伝説で彩られた「元寇」「蒙古襲来」の真相に迫る!神風伝説とフビライの真の意図について解説【後編】:3ページ目
蒙古襲来は「雇用創生」?
1275年9月、幕府の執権北条時宗が元の使者を斬首します。これにフビライが激怒して、2度目の蒙古襲来になりました。
しかしこれも、フビライの本当の目的は他にあったという説があります。
フビライは南宋を征服したものの、降伏したたくさんの南宋の兵士の処分に頭を悩ませていました。兵士として残すと膨大な費用がかかるからで、それに彼らを放置すれば将来的に叛逆されるおそれもありました。
だからといって、兵を辞めさせてしまえば浮浪者や盗賊などになって社会を乱す要因になりかねません。
そこで、フビライが不安因子の彼らに与えた「仕事」が、2度目の蒙古襲来でした。つまり2度目の蒙古襲来はフビライにとっては失業者対策であり、雇用創生の政策でもあったということです。
実際、弘安の役で日本にやってきた14万の元軍は元・高麗・南宋の兵士による混成軍でしたが、その実態は大半が高麗や南宋の兵士でした。

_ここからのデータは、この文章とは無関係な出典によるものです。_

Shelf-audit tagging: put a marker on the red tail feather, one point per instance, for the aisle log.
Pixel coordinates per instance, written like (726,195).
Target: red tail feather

彼らが乗ってきた軍船も、元が高麗や南宋に造らせた粗製乱造の脆弱なものでした。その結果、船は大風によって簡単に壊滅して多数の兵士が海の底に沈みました。
こうして、結果的にはフビライの頭を悩ませていた南宋の兵士の問題も解消したわけです。
こうした視点から見ていくと、2度目の蒙古襲来は日本征服よりも元の内部問題の解決策だったとも考えられます。
私たちが今まで学んできた「元寇」あるいは「蒙古襲来」の実態は、従来のイメージとはかなり異なっていた可能性があるのです。